Era São Nicolau bastante jovem quando perdeu os pais. Sentiu a perda grandemente, mas não foi obstáculo às virtudes. A morte do pai e da mãe, lhe legaram bens enormes, serviu para mais piedoso torná-lo, mas arredio e retirado, mais caridoso do que já era.
Um dia, ao saber que um gentil-homem da cidade, pobre, muito pobre, estava a ponto de fazer prostituir as três filhas, porque não tinha nada de seu para casá-las, São Nicolau ficou tremendamente emocionado.
Depois de pensar, esperou que a noite caísse, e, enchendo de moedas de ouro uma grande bolsa, saiu em demanda da casa do desolado pai. Então, quando percebeu que estava só, defronte à casa, diante duma janela providencialmente aberta, atirou a bolsa e deixou o local às carreiras, furtivamente, rente à parede das casas, para que a escuridão mais o ocultasse.
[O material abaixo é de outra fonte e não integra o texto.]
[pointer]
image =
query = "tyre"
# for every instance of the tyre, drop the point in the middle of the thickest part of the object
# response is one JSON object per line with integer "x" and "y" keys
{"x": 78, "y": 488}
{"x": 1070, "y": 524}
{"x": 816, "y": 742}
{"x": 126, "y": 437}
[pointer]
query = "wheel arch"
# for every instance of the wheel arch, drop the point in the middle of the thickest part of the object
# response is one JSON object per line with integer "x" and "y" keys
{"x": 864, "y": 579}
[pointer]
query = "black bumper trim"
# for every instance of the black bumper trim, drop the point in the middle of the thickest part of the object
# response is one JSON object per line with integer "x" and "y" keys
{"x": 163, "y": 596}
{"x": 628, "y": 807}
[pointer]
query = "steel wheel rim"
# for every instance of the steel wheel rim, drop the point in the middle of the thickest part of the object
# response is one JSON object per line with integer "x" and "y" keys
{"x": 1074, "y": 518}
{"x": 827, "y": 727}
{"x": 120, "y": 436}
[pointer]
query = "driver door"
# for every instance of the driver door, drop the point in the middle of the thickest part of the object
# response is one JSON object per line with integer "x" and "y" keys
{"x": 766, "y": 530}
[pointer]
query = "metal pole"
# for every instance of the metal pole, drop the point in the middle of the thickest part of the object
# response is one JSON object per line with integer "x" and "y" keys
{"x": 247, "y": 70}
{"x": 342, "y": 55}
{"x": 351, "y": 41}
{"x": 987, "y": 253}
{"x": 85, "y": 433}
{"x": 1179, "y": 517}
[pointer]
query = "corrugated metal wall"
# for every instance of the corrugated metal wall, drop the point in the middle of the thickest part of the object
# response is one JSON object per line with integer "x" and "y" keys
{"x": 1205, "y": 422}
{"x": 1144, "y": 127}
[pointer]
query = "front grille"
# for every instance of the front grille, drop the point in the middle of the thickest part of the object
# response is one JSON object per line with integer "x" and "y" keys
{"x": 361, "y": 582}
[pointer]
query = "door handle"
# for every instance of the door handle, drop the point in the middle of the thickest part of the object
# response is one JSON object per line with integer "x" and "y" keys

No dia seguinte, quando o gentil-homem deu a bolsa, febrilmente pôs-se a contar o dinheiro, certificando-se de que continha uma grande quantia. Dando graças a Deus, pode dotar a filha mais velha, procurando casá-la imediatamente, certo, de que a Providência se ocuparia de outras duas.
E assim foi, porque, logo na noite seguinte, sempre à socapada, o nosso bom santo arremessou pela janela outra bolsa, que continha a mesma soma da anterior.
O pai, no auge da alegria, pressentiu que quem assim fazia faria ainda uma terceira vez. E um grande, insopitável desejo de conhecer o benfeitor o levou a emboscar-se, nem bem caíra a noite.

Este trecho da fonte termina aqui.